Now the devastation increases and the houses begin to be mere rubbish heaps of brick and mortar as we approach the Place de la Cathédrale.

At length we stand before the famous Cathedral of Rheims itself. I know of no more impressive place to be in the closing days of the year 1916 than here at the front of the terrible world war.

In this edifice is symbolised all that civilisation of ours that culminated in the Twentieth Century, now to be razed to the ground. For lo, these seven hundred years, even as the two great towers above us have lifted the infinite beauty of their architectural lace-work against the blue-domed sky, some thirty generations of the human soul have sent their aspirations heavenward on the incense of prayer. Over these very stones beneath our feet, king after king of France has walked, to receive the crown of Charlemagne and to be anointed before this altar from "le sainte ampouli." And now here to-day is history in no dead and musty pages but in the making, white-hot from the anvil of the hour!
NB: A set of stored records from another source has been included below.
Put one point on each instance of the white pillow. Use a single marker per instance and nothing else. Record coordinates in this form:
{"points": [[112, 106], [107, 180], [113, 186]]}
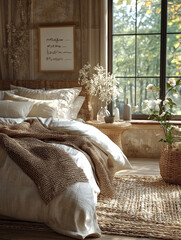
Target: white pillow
{"points": [[2, 93], [76, 106], [10, 109], [67, 94], [43, 108]]}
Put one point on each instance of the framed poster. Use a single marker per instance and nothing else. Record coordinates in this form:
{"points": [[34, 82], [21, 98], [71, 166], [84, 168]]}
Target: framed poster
{"points": [[57, 48]]}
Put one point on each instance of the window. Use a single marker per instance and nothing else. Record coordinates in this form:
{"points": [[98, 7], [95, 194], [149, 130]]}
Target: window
{"points": [[144, 48]]}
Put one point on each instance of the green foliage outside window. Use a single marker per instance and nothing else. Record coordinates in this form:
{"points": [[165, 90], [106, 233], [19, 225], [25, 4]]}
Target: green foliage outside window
{"points": [[136, 41]]}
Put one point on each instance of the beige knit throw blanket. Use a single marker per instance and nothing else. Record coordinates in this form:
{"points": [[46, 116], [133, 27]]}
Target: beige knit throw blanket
{"points": [[50, 167]]}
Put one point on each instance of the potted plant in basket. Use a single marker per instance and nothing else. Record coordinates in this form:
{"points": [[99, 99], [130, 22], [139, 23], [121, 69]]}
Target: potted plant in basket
{"points": [[101, 84], [161, 111]]}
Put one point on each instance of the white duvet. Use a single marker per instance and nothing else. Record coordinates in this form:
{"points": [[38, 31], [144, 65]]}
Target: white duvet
{"points": [[73, 212]]}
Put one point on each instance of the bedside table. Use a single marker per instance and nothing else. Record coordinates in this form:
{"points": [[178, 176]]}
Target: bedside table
{"points": [[112, 130]]}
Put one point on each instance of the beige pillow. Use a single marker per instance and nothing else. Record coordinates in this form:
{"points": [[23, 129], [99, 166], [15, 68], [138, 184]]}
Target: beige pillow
{"points": [[26, 91], [43, 108], [76, 106], [2, 93], [40, 108], [10, 109], [67, 94]]}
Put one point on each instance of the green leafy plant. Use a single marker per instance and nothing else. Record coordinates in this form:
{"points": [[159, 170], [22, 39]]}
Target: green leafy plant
{"points": [[161, 111]]}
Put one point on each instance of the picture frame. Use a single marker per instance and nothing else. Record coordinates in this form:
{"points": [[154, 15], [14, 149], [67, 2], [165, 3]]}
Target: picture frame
{"points": [[57, 48]]}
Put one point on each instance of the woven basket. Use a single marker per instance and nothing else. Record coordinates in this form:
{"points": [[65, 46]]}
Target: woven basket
{"points": [[170, 164]]}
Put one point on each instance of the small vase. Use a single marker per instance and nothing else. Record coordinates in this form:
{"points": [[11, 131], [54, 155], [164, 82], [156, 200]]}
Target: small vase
{"points": [[103, 112]]}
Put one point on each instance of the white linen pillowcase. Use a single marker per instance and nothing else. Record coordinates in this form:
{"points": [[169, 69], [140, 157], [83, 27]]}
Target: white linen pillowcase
{"points": [[40, 108], [14, 87], [2, 93], [11, 109], [67, 94], [76, 106]]}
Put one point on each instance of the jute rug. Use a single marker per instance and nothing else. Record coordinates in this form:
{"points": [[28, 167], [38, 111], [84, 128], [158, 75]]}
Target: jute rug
{"points": [[142, 207]]}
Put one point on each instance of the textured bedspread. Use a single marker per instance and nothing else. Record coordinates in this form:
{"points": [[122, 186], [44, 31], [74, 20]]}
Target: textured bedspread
{"points": [[51, 168], [73, 211]]}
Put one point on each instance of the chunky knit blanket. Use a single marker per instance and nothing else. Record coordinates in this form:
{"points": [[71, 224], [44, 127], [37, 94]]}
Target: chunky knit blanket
{"points": [[50, 167]]}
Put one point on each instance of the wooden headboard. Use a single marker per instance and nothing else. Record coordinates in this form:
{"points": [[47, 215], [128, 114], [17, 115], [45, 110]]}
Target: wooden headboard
{"points": [[86, 110]]}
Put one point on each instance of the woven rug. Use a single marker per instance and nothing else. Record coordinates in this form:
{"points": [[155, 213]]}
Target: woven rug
{"points": [[142, 207]]}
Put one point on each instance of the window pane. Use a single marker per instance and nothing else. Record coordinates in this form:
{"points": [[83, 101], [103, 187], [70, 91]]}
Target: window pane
{"points": [[148, 55], [149, 15], [174, 16], [124, 16], [176, 98], [174, 55], [142, 93], [124, 55], [128, 91]]}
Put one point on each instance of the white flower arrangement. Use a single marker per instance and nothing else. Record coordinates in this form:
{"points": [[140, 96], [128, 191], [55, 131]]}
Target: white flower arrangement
{"points": [[99, 83], [161, 111]]}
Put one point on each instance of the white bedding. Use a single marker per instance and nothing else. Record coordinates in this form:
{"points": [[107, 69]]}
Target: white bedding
{"points": [[72, 213]]}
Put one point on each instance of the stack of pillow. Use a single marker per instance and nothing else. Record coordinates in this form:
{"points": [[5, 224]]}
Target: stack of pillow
{"points": [[20, 102]]}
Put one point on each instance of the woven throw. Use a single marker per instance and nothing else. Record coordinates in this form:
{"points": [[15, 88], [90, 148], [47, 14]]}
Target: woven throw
{"points": [[143, 206]]}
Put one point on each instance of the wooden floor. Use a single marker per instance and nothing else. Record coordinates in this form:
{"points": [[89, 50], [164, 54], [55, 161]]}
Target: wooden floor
{"points": [[140, 167]]}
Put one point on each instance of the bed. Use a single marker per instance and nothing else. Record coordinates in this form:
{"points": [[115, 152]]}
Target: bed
{"points": [[61, 109]]}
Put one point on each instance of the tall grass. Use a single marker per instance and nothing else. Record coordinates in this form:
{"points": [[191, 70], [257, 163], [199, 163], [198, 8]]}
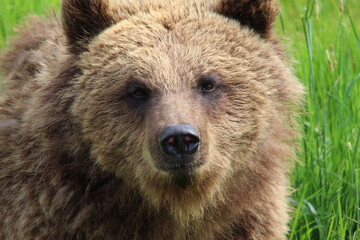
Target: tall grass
{"points": [[325, 37], [326, 46]]}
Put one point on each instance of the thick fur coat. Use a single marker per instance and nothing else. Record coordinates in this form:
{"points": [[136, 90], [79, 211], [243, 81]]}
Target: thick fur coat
{"points": [[85, 99]]}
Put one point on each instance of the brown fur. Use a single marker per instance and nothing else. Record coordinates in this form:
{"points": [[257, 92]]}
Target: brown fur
{"points": [[79, 157]]}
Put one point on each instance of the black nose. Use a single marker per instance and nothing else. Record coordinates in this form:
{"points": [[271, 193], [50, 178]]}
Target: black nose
{"points": [[179, 140]]}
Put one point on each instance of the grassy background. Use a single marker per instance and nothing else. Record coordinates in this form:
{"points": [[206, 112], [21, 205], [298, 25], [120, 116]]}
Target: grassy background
{"points": [[326, 46]]}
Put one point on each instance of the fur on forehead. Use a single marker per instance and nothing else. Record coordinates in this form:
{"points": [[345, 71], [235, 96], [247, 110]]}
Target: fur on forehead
{"points": [[85, 19]]}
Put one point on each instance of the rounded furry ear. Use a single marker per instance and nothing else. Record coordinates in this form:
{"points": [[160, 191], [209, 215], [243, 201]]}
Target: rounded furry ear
{"points": [[84, 19], [256, 14]]}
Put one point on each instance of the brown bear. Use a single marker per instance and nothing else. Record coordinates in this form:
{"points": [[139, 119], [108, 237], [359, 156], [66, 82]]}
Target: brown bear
{"points": [[148, 119]]}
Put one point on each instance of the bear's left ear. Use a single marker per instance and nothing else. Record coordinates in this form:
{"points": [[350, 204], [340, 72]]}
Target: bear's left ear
{"points": [[84, 19], [259, 15]]}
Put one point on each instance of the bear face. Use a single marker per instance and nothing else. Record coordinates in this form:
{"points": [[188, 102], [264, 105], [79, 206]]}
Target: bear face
{"points": [[148, 120], [168, 67]]}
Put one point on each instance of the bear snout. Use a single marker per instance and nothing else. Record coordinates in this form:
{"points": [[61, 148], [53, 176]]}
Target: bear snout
{"points": [[179, 144]]}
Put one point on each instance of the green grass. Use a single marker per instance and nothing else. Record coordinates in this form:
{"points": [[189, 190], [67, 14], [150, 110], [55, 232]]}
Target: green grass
{"points": [[325, 43]]}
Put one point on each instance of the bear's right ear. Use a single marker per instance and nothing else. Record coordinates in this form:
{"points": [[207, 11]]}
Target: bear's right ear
{"points": [[258, 15], [84, 19]]}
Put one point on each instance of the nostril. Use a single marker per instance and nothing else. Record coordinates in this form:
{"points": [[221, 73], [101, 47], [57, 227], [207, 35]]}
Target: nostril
{"points": [[179, 140], [171, 141]]}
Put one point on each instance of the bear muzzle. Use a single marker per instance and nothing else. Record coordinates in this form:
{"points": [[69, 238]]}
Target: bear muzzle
{"points": [[179, 143]]}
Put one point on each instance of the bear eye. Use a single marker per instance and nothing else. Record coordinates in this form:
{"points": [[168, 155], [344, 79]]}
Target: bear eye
{"points": [[208, 83], [208, 87], [139, 92]]}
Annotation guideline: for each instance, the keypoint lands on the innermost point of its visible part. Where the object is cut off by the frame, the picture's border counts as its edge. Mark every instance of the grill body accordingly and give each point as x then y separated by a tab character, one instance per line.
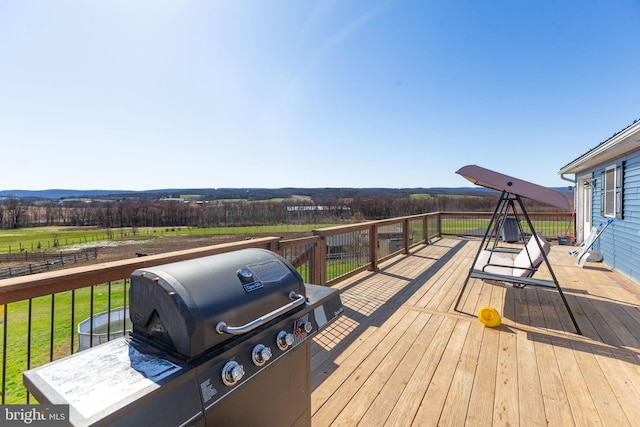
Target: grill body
222	340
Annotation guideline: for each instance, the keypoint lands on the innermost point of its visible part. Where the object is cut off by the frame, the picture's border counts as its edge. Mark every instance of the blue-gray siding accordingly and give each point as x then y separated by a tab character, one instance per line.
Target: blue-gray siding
620	243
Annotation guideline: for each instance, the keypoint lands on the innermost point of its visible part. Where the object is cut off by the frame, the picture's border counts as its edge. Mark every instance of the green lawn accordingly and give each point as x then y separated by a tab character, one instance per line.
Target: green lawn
17	318
55	238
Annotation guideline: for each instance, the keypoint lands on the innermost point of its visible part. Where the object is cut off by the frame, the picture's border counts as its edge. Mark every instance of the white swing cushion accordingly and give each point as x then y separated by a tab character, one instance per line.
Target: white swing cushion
520	266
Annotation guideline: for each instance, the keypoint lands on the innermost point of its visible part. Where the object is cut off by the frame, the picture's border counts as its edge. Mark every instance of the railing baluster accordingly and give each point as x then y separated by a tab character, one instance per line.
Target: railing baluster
53	322
29	340
73	318
5	325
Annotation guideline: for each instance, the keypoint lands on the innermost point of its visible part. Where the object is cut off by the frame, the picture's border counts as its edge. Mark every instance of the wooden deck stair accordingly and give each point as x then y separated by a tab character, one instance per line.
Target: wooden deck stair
402	356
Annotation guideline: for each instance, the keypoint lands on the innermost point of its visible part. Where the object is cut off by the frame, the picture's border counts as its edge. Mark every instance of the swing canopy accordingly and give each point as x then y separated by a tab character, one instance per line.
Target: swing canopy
497	181
490	264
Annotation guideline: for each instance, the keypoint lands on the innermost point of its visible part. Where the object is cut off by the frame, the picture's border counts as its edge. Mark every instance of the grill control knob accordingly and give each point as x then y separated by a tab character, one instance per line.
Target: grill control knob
261	355
284	340
303	328
232	373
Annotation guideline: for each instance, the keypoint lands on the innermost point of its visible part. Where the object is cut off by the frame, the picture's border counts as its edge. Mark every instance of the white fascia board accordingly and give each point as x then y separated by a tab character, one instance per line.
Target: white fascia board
624	142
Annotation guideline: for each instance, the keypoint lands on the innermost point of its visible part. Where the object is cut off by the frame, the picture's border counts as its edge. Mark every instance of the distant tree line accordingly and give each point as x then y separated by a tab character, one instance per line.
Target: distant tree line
16	213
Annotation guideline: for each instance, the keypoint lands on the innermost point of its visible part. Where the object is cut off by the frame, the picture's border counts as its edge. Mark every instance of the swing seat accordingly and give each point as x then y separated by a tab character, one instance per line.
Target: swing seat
501	270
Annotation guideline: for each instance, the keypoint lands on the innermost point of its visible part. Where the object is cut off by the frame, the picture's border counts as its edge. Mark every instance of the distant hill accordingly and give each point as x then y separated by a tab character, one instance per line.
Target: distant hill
317	194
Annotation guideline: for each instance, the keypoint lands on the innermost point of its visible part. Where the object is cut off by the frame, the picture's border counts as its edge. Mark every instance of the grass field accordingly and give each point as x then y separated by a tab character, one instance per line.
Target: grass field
48	342
55	238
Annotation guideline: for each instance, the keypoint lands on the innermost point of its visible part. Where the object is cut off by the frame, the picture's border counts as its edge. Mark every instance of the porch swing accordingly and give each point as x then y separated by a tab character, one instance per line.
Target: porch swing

Only a little overa mile away are the German guns that from day to day shower the shell-fire of their destruction on the city. This spot upon which we stand is their particular objective point of attack. Hear! There is a rumbling detonation. We wait hushed for an instant. But the sound is not repeated. You see, already there have been some 30,000 shells poured on Rheims. Twelve hundred fell in one day only. At any moment there may be more.